One of the biggest attractions of shopping on the island is undeniably the low duties that are applied to certain imported goods, which means that one can find a series of products at prices that are between 10 and 30 percent lower than in the rest of the European territory. Thus, one will find very competitive prices on the island for perfumes, cosmetics, tobacco, alcohol and, to a lesser extent, electronic apparatus and motor vehicles.

There are competitive shopping areas in all the towns and cities on the island, although one finds the biggest number in Las Palmas de Gran Canaria, one of the most notable being the traditional and bustling shopping area of Triana, where one can admire all the historic buildings that house an enormous variety of shops on their ground floors. Gran Canaria has also undergone important developments as far as shopping centres are concerned. Of the twenty-odd shopping centres on the island, the following stand out on account of their modern designs: the Las Arenas, La Ballena, 7 Palmas and El Muelle shopping centres in Las Palmas de Gran Canaria; the Atlántico and La Ciel shopping centres in Santa Lucía; and the Faro 2 and Meloneras shopping centres in San Bartolomé de Tirajana.


The current legislation imposes limitations on business hours on the island. In general terms, businesses may open for a maximum of 72 hours per week, while they are required to close on Sundays and public holidays, except for 9 such days per year, which are determined each year for the respective islands. However, the legislation in question makes provision for the progressive relaxation of these limitations. Furthermore, tourist enclaves are exempted from the restrictions in question, with traders having absolute freedom to determine their opening days and times. Most businesses are open between 10:00 and 20:00, although some close between 13:30 and 16:30.


One will find street markets in virtually every town on the island of Gran Canaria.
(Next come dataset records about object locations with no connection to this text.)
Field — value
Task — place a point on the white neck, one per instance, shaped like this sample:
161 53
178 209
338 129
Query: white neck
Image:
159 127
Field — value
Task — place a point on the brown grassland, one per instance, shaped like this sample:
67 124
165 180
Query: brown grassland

These markets are characterised by the large variety of products that are on sale, ranging from products that are handmade by craftsmen to the most diverse imported objects, the prices always being very good. Furthermore, in Gran Canaria one will find an open street market virtually every day of the week, although most of these markets only trade on weekends, these being the days when one finds the greatest influx of local inhabitants, who know that they are assured of a picturesque and entertaining walk among the stalls, while they also have the possibility of buying fresh local produce and other interesting products, even including items of basic necessity, such as footwear and clothing.


All this takes place in the calm manner that is characteristic of the people of Gran Canaria, turning every market day into a festive occasion, during which it is obligatory to take a break and enjoy some "enyesque" (an aperitif).
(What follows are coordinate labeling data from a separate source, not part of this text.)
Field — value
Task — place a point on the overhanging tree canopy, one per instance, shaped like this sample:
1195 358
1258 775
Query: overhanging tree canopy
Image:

There are two types of street markets on the island: firstly, there are the markets in the southern towns, which are clearly aimed at the tourism market with the sale of gifts and souvenirs, and, secondly, the markets of the interior, which are genuine centres for the provisioning of the local inhabitants. Many of the latter markets have a tradition of farmers, stockbreeders, cheese makers and confectioners who go to the markets every week to sell their products.